Unterdessen marschierten mehr als viertausend Rebellen nach Norden, angeführt von Shirō und seiner Leibgarde. Sie kamen nur langsam vorwärts, da Rücksicht auf die Alten und die Kinder genommen wurde. Nur einige Hundert besaßen Gegenstände, die als Waffen gelten konnten: Stöcke, Sicheln, Messer, Hacken, Mistgabeln, Piken, Fischernetze und verschiedenes Ackergerät. Noch weniger führten echte Waffen mit sich: Schwerter, Lanzen, Bögen, Ketten, Teile von Rüstungen, die man in ersten Scharmützeln erbeutet hatte oder die jahrelang in Verstecken gelegen hatten, seit der Zeit, als sich viele alte Samurai, Christen wie Nichtchristen, gezwungen sahen, ein hartes Dasein als Landmann oder Fischer zu fristen, um überleben zu können.

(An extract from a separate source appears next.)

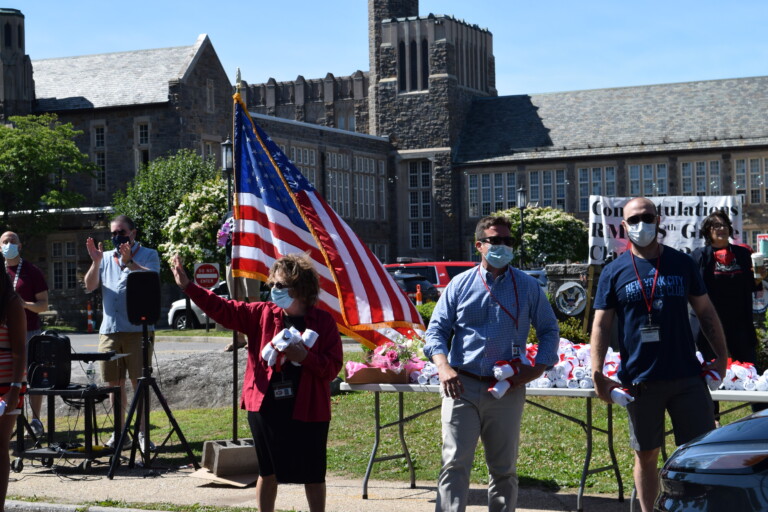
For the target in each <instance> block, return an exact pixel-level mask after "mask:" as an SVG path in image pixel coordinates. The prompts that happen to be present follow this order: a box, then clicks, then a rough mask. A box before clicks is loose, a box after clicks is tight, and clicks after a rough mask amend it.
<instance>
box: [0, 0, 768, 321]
mask: <svg viewBox="0 0 768 512" xmlns="http://www.w3.org/2000/svg"><path fill="white" fill-rule="evenodd" d="M367 21H368V28H369V62H368V71H360V70H358V71H356V72H354V73H353V74H351V75H349V76H335V75H333V74H332V73H330V72H329V73H328V74H326V76H325V77H324V78H317V79H314V78H310V79H305V78H304V77H303V76H299V77H298V78H297V79H296V80H293V81H289V82H277V81H276V80H274V79H269V80H268V81H267V82H266V83H260V84H249V83H247V82H242V83H241V84H240V85H241V87H242V95H243V97H244V99H245V101H246V103H247V105H248V108H249V110H250V111H251V112H252V114H253V115H254V117H255V119H256V121H257V122H258V123H260V124H262V125H263V127H264V128H265V130H266V131H267V132H268V133H269V134H270V136H271V137H272V138H273V139H274V140H275V141H277V142H278V143H279V144H280V145H281V146H282V147H283V148H284V150H285V152H286V153H287V154H288V156H289V157H290V158H291V159H292V160H293V161H294V163H296V165H297V166H299V167H300V168H301V170H302V172H304V173H305V175H306V176H307V177H308V178H309V179H310V181H312V183H313V184H314V185H315V186H316V187H317V188H318V190H319V191H320V192H321V193H322V194H323V196H324V197H325V198H326V200H327V201H328V202H329V203H330V204H331V206H332V207H333V208H334V209H335V210H336V211H337V212H339V213H340V214H341V215H342V217H344V218H345V220H347V222H349V224H350V225H351V226H352V227H353V229H355V231H356V232H357V233H358V234H359V235H360V236H361V238H362V239H363V240H364V241H365V242H366V243H367V244H368V245H369V246H370V247H371V249H372V250H373V251H374V252H375V253H376V254H377V255H378V256H379V257H380V258H381V259H382V261H385V262H391V261H394V260H395V258H396V257H399V256H410V257H420V258H427V259H436V260H444V259H452V260H466V259H471V258H473V257H474V247H473V235H474V232H473V231H474V225H475V223H476V222H477V220H478V219H479V217H481V216H482V215H486V214H488V213H490V212H493V211H496V210H498V209H501V208H510V207H515V206H517V205H516V194H515V191H516V189H518V188H520V187H524V188H525V189H526V190H527V192H528V200H529V202H531V203H537V204H538V205H541V206H553V207H557V208H562V209H564V210H566V211H569V212H571V213H574V214H575V215H577V216H579V217H581V218H583V219H585V220H586V219H587V217H588V214H589V212H588V211H587V198H588V196H589V195H590V194H598V195H609V196H610V195H617V196H632V195H640V194H642V195H655V196H663V195H739V196H741V197H742V198H743V200H744V205H745V207H744V212H745V213H744V231H745V232H744V233H743V234H742V235H743V239H744V240H745V241H746V242H748V243H754V241H755V237H756V235H757V234H758V233H764V232H768V211H766V208H765V204H766V203H768V187H767V186H766V184H767V183H768V121H767V120H766V119H767V118H768V116H766V115H765V114H766V112H767V111H768V93H767V92H766V91H768V77H753V78H733V79H724V80H713V81H703V82H690V83H680V84H661V85H652V86H639V87H625V88H614V89H597V90H587V91H571V92H561V93H551V94H525V95H515V96H503V97H499V96H498V94H497V91H496V73H495V59H494V54H493V36H492V34H491V32H490V31H489V30H488V29H485V28H480V27H478V26H476V25H473V24H471V23H467V22H465V21H462V20H458V19H456V18H454V17H452V16H450V15H435V14H429V13H428V14H425V15H422V14H420V13H419V2H418V0H369V1H368V20H367ZM361 22H362V20H361ZM0 56H1V57H2V58H1V59H0V60H1V64H0V78H1V80H0V84H2V90H1V91H0V116H2V117H4V118H5V117H7V116H8V115H12V114H14V113H17V114H26V113H40V112H56V113H57V114H58V115H59V116H60V118H61V119H62V120H63V121H69V122H72V123H73V124H74V125H75V127H76V128H78V129H81V130H83V131H84V135H83V136H82V137H81V139H80V140H78V145H79V146H80V148H81V149H82V150H83V151H85V152H86V153H88V154H89V155H90V157H91V158H92V160H93V161H94V162H95V163H96V164H98V165H99V167H100V169H101V172H100V173H98V175H97V176H96V177H95V178H94V179H87V180H82V181H81V182H79V183H78V184H77V186H78V187H79V191H80V192H82V193H84V194H85V195H86V197H87V198H88V200H87V204H86V205H85V206H86V208H85V209H84V212H85V213H82V212H81V213H77V212H73V213H72V214H70V215H69V216H68V217H67V219H62V230H61V231H60V232H57V233H54V234H52V235H50V236H49V237H48V239H47V240H45V241H36V242H37V244H38V247H37V250H36V254H39V257H38V259H37V261H36V263H38V264H39V266H41V268H43V269H44V270H45V271H46V272H47V273H48V278H49V282H51V281H52V282H54V283H63V284H62V288H61V289H59V288H55V289H54V290H52V302H53V303H54V304H56V303H57V301H59V300H60V299H66V300H67V301H68V302H69V303H72V304H75V305H76V307H77V308H80V307H82V308H84V301H85V298H84V294H82V291H81V290H80V289H79V286H80V285H79V280H80V279H79V275H81V274H82V272H84V271H85V269H86V268H87V265H88V263H89V261H88V257H87V254H85V252H84V250H83V247H84V239H85V237H86V236H87V234H89V233H91V232H93V230H94V229H103V228H105V224H104V217H105V215H106V214H105V213H103V209H104V208H106V207H107V206H108V205H109V201H110V199H111V196H112V193H113V192H114V191H115V190H118V189H120V188H122V187H124V186H125V183H127V182H128V181H130V180H131V179H133V177H134V176H135V172H136V169H137V168H138V166H139V165H141V164H142V163H145V162H147V161H149V160H151V159H153V158H156V157H158V156H162V155H166V154H168V153H169V152H173V151H175V150H177V149H180V148H192V149H194V150H196V151H198V152H200V153H201V154H204V155H207V154H214V155H218V152H219V143H220V142H221V141H222V140H224V139H225V138H226V136H227V135H228V134H229V131H230V128H229V127H230V122H231V120H230V113H231V93H232V84H229V83H228V80H227V77H226V74H225V73H224V70H223V69H222V67H221V64H220V62H219V60H218V57H217V55H216V52H215V50H214V48H213V45H212V44H211V41H210V40H209V39H208V38H207V37H206V36H200V37H199V38H198V40H197V41H196V43H195V44H194V45H192V46H187V47H180V48H166V49H156V50H138V51H133V52H121V53H113V54H106V55H90V56H80V57H70V58H64V59H49V60H40V61H34V60H30V57H29V56H27V55H26V54H25V52H24V17H23V15H22V14H21V12H19V11H17V10H14V9H2V10H0ZM329 62H330V63H331V64H330V65H332V61H331V60H330V58H329ZM246 78H247V77H246Z"/></svg>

Die Brüder Ōye waren mit einem großen Trupp in Richtung Osten aufgebrochen, um den auf der Insel Kamishima gelegenen Ort Kozura und in der Folge Ōyano zu erreichen. Dort wollten sie einen möglichen Angriff aus der Provinz Higo abfangen, die sich auf der gegenüberliegenden Seite der Bucht befand. Zwar wusste man nichts von den Boten, die aus Shimabara nach Kumamoto ausgesandt worden waren, um Hilfe herbeizurufen, aber Ashizuka Chūemon als ein erfahrener Krieger rechnete mit dieser Reaktion Tanakas, nachdem dessen Burg belagert wurde. Außerdem hatte er Shirō – unter Schwierigkeiten – davon überzeugen können, dass man mit dem Vormarsch beginnen musste, ohne weiter darauf zu warten, dass seine Familie endlich zu ihnen stieß. Je mehr Zeit verstrich, desto größer wuchs ein schrecklicher Verdacht in ihm … Wie würde der Tendō reagieren, wenn er davon erführe, dass den Seinen etwas zugestoßen sei? Das war ein Grund mehr für Ashizuka gewesen, die Brüder Ōye an der Küste gegenüber Higo Stellung beziehen zu lassen. So würde niemand die Bucht unentdeckt überqueren. Er hoffte inständig, dass sein Verdacht sich nicht bestätigen würde. Gott durfte sie jetzt nicht im Stich lassen.

 

Nun aber schob Ashizuka alle Gedanken und Befürchtungen beiseite. Im Moment gab es nur ein Ziel: Die Festung von Tomioka musste fallen!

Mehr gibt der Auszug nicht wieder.